You can find an earlier but nonetheless illuminating discussion of the advantages and problems of manufacturing a quadrivalent vaccine in this CIDRAP report from January of 2009 (Experts consider 4-strain flu vaccine to fight B viruses).
Earlier this week CIDRAP reported on Sanofi’s early testing of a quadrivalent vaccine in Sanofi reports trial results for novel flu vaccines.
While having a diminished pandemic potential, and producing (generally) less severe illness, influenza B is hardly benign. It can (and does) contribute to the burden of influenza mortality and morbidity each year – particularly among children and younger adults.

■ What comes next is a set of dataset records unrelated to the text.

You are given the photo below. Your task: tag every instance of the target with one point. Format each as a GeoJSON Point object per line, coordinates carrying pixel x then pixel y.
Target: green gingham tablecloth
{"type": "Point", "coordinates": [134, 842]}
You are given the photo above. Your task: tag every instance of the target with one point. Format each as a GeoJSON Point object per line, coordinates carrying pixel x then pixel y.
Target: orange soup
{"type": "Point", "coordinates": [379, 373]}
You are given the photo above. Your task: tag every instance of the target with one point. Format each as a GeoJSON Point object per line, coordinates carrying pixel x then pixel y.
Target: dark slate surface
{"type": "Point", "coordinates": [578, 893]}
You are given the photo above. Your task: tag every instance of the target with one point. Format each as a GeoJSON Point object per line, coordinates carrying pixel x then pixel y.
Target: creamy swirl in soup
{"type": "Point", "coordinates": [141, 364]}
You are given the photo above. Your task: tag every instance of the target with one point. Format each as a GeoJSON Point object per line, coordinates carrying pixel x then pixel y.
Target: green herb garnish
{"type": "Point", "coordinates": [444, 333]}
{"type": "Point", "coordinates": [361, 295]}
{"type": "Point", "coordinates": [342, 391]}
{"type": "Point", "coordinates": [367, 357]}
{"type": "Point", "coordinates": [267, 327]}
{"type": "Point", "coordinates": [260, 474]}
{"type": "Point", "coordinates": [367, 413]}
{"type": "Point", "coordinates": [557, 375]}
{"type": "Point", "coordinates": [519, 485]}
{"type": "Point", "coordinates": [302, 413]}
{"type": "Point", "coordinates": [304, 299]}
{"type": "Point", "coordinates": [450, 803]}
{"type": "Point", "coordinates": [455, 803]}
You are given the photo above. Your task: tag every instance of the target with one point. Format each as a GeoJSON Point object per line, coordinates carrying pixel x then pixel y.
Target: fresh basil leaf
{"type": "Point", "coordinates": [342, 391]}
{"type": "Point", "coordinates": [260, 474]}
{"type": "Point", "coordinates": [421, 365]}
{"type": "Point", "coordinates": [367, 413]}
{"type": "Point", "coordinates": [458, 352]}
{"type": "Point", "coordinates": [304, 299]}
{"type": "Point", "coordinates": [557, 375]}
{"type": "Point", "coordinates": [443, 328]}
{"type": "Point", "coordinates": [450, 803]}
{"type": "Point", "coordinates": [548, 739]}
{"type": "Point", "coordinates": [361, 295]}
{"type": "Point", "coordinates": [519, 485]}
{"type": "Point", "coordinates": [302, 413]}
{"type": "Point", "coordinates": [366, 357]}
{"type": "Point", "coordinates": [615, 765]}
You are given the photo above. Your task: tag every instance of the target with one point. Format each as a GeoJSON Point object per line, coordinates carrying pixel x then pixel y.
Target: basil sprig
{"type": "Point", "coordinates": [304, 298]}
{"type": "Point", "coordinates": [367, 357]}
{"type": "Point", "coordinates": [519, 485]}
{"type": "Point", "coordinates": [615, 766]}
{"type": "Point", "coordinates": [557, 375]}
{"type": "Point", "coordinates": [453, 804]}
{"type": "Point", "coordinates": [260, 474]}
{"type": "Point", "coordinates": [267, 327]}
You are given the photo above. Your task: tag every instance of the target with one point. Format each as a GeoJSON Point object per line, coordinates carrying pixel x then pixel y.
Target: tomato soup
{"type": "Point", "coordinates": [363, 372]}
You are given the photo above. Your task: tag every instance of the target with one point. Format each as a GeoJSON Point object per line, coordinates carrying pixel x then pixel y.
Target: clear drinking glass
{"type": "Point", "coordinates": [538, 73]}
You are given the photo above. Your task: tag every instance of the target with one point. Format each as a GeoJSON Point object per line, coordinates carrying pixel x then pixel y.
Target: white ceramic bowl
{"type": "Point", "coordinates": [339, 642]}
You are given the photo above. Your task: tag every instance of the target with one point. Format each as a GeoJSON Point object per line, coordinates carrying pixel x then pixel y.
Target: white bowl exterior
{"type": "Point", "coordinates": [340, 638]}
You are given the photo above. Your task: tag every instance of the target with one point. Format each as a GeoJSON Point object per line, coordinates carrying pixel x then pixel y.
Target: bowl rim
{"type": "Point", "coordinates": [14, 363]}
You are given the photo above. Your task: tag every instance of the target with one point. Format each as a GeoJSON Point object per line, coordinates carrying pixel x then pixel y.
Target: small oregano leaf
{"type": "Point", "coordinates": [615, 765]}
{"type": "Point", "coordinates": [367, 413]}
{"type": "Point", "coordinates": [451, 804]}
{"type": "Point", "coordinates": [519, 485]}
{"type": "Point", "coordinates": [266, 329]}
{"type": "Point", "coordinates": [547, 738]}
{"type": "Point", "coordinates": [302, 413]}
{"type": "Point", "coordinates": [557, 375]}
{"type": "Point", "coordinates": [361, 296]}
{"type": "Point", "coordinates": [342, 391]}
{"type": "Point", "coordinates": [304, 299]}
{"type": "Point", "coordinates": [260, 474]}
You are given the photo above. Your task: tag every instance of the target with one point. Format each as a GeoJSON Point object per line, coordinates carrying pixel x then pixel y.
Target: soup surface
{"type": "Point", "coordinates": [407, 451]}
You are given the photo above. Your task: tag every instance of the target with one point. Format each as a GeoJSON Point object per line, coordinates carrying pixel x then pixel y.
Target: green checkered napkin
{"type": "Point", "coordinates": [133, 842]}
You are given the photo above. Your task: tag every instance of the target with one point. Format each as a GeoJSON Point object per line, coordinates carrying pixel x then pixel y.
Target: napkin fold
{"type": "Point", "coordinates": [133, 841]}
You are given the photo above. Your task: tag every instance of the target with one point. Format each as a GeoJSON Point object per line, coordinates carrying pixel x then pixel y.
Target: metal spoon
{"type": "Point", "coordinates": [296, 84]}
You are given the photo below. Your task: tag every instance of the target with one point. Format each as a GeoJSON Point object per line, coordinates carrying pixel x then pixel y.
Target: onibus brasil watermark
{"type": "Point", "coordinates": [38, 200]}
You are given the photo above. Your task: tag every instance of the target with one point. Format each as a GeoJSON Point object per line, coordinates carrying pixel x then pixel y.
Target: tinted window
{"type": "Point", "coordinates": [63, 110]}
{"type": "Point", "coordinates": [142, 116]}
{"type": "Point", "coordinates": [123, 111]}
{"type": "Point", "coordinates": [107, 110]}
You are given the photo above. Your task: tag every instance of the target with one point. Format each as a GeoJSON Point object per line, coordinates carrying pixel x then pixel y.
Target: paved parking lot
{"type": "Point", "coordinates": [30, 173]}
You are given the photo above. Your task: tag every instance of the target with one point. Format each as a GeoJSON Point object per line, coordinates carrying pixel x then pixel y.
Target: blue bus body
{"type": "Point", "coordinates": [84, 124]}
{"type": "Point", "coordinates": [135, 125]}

The following is an account from the Journal of Infectious Diseases, Sept 1980, describing the impact of an influenza B dominated flu season.
Today we’ve a new example of the pathogenic potential of influenza B which comes by way of a journal article from BMC Infectious Diseases.
It looks at 3 previously healthy women (with no apparent high risk factors) who developed serious pneumonia and sepsis as a result of a co-infection with influenza B.
I’ve reproduced the Abstract below. A provisional PDF of the entire article is available here. (note the typo in the first sentence: that should read 1918)
Co-infection of Influenza B and Streptococci causing Severe Pneumonia and Septic Shock in Healthy Women
Timothy Aebi , Maja Weisser , Evelyne Bucher , Hans H Hirsch , Stephan Marsch and Martin Siegemund
BMC Infectious Diseases 2010, 10:308doi:10.1186/1471-2334-10-308
Published:
27 October 2010Abstract (provisional)
Background
Since the Influenza A pandemic in 1819, the association between the influenza virus and Streptococcus pneumoniae has been well described in literature. While a leading role has been so far attributed solely to Influenza A as the primary infective pathogen, Influenza B is generally considered to be less pathogenic with little impact on morbidity and mortality of otherwise healthy adults. This report documents the severe synergistic pathogenesis of Influenza B infection and bacterial pneumonia in previously healthy persons not belonging to a special risk population and outlines therapeutic options in this clinical setting.
Case presentation
During the seasonal influenza epidemic 2007/2008, three previously healthy women presented to our hospital with influenza-like symptoms and rapid clinical deterioration. Subsequent septic shock due to severe bilateral pneumonia necessitated intensive resuscitative measures including the use of an interventional lung assist device. Microbiological analysis identified severe dual infections of Influenza B with Streptococcus pyogenes in two cases and Streptococcus pneumoniae in one case. The patients presented with no evidence of underlying disease or other known risk factors for dual infection such as age (<one year, >65years), pregnancy or comorbidity.
Conclusion
Influenza B infection can pose a risk for severe secondary infection in previously healthy persons. As patients admitted to hospital due to severe pneumonia are rarely tested for Influenza B, the incidence of admission due to this virus might be greatly underestimated, therefore, a more aggressive search for influenza virus and empirical treatment might be warranted. While the use of an interventional lung assist device offers a potential treatment strategy for refractory respiratory acidosis in addition to protective lung ventilation, the combined empiric use of a neuraminidase-inhibitor and antibiotics in septic patients with pulmonary manifestations during an epidemic season should be considered.
Bacterial pneumonia is a fairly common complication of severe influenza, but up until now has usually been associated with influenza A infections.
Here, researchers show that influenza B can also open the door for serious (and sometimes fatal) bacterial infections in previously healthy individuals.
The entire report is worth reading, particularly if you are a clinician.
The authors contend that since testing for influenza B is less common than for influenza A, it may be behind more hospital admissions than we know.
Another example that illustrates that - despite making great strides in recent years in our understanding of influenza - that we’ve still a lot to learn.